TÜSİAD Dış Politika Danışmanı ve Bilgi Üniversitesi Öğretim Üyesi Soli Özel, Koç Üniversitesi Uluslararası İlişkiler Bölümü Öğretim Üyesi Şuhnaz Yılmaz ve TÜSİAD Washington Temsilcisi Abdullah Akyüz tarafından kaleme alınan raporun tanıtım semineri, Washington'da Brookings Enstitüsünde gerçekleştirilecek.
ABD yönetiminin yeni döneminde, Türkiye ve ABD'nin önceliklerinin daha fazla örtüşmesinden hareketle hazırlanan rapor, ikili ilişkileri, bu yeni perspektif üzerinden değerlendirirken, raporda, Türkiye'nin AB süreci, Orta Doğu sorunu, bölgesel güvenlik perspektifi, Ermeni sorunu, Avrasya ve enerji politikaları ile ekonomik ilişkiler, ikili ilişkiler bağlamında ele alınıyor ve bu konularda somut politika önerileri sunuluyor.
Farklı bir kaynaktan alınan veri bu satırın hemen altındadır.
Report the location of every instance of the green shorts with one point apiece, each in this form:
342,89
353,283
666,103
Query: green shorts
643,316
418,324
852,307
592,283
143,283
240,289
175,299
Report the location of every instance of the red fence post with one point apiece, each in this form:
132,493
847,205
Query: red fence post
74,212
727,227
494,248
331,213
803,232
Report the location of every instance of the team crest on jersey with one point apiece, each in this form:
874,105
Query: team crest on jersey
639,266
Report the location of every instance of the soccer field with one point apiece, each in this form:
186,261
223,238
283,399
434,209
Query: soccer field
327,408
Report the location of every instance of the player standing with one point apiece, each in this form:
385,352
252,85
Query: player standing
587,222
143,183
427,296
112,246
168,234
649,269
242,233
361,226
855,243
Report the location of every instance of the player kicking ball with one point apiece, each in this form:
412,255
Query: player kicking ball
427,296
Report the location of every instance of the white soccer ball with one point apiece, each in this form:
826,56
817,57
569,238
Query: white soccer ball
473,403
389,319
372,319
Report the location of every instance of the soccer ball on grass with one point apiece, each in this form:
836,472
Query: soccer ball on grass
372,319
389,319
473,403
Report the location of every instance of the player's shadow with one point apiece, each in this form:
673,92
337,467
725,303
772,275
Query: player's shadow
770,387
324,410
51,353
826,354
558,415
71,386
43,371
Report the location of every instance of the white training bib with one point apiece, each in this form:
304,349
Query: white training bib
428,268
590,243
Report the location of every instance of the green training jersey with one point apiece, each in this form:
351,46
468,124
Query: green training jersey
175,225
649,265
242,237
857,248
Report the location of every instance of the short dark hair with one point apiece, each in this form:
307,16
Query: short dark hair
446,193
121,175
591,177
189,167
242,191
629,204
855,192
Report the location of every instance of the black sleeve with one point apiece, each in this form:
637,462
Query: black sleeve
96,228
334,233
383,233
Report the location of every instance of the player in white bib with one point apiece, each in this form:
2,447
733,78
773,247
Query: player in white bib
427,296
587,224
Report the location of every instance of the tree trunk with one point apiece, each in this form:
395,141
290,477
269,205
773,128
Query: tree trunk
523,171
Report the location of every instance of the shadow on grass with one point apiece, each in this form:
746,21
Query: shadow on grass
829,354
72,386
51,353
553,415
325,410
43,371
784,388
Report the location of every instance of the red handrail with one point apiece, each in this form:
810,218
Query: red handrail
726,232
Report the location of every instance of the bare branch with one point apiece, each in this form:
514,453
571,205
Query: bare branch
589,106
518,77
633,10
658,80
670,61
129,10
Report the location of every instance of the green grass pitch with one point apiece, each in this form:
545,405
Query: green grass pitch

Açıklamaya göre, rapor, Bush yönetimi sonrası dönemde, ABD'de seçilecek başkandan bağımsız olarak, Türk-Amerikan ilişkilerinin güçleneceği ve yeni dönemin dinamiklerine giderek daha fazla uyum sağlayacağı noktasından hareketle hazırlanırken, rapor kapsamında, iki ülkenin stratejik gündeminde bulunan ve “Türkiye'nin AB'ye Tam Üyelik Süreci”, “Güvenlik Boyutu”, “Orta Doğu Politikasında Devamlılık ve Değişiklik”, “Avrasya Boyutu: Enerji ve Güvenlik Dinamikleri”, “İhmal Edilen Alan: Ekonomik İlişkiler” konularında, Türkiye perspektifinden bakış açısı sunulması ve bazı önerilerde bulunulması hedefleniyor.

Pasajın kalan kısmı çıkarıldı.